Nino Rota (1911-1979) :
Concerto soirée pour piano et orchestre

Piano : Enrica Ciccarelli
 

Gaetano Donizetti (1797-1848)

Rita ou le mari battu

Opéra-comique en un acte (1841)
Livret de Gustave Vaëz
Version originale en français

Valeria Esposito : Rita
Fabrice Mantegna : Peppe
Evguenyi Alexiev : Gasparo

Dialogues de la version originale adaptés et lus par Guy Carlier

Orchestre Philharmonique de Nice
Direction : Marco Guidarini

Concert donné le mardi 27 juillet 2004
Opéra Berlioz-Le Corum

Universellement connu grâce à ses musiques de films -ceux de Fellini notamment - Nino Rota n'en est pas moins l'auteur d'une oeuvre abondante et variée. Cet ancien lauréat de L'Académie Sainte Cécile de Rome a en effet composé nombre d'ouvrages lyriques parmi lesquels Il Cappello di paglia di Firenze, des ballets, de la musique de chambre, trois symphonies et plusieurs concertos dont celui qui nous était proposé ce soir-là. Créé en 1962, sous la direction de Bruno Maderna, le concerto soirée, rend hommage aux musiques de salon de la fin du XIXème siècle. Résolument tournée vers le passé, la partition, répartie en quatre mouvements, alterne l'humour, la nostalgie et la fantaisie la plus débridée (on n'est pas loin de l'univers d'un Satie), et comporte également quelques réminiscences de musiques de film, Huit et demi notamment.

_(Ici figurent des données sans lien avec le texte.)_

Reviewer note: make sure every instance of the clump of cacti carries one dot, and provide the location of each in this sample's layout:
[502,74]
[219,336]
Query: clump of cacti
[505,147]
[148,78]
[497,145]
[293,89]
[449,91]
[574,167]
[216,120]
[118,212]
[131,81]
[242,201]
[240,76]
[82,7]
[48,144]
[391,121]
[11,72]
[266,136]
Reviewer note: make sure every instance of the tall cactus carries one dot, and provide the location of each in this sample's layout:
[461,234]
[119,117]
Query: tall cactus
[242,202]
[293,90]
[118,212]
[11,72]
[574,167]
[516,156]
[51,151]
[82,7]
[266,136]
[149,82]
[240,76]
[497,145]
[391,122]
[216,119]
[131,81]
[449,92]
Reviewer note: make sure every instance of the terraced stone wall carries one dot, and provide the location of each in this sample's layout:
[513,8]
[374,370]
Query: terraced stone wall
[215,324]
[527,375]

Enrica Ciccarelli en donne une lecture vive et convaincante. On apprécie la fluidité de son toucher dans le second mouvement andante malinconico et sa virtuosité sans faille dans le quatrième et dernier, can-can, qui lui vaut un triomphe personnel amplement mérité. Elle offrira en bis un prélude pour la main gauche de Scriabine d'excellente facture.

Cependant, le "plat de résistance" de la soirée était constitué par Rita, ou le mari battu de Donizetti. Composée à Paris vers 1841 sur un livret français, cette farce en un acte fut créée à l'Opéra-Comique en 1860, douze ans après la mort du compositeur. Elle conte les aventures d'une aubergiste qui tyrannise son second mari. Le retour au village du premier, qu'elle croyait mort, provoque une série de situations cocasses, à la limite du scabreux, dans l'esprit de la commedia dell'arte. Le titre original, Deux hommes et une femme, était plus explicite.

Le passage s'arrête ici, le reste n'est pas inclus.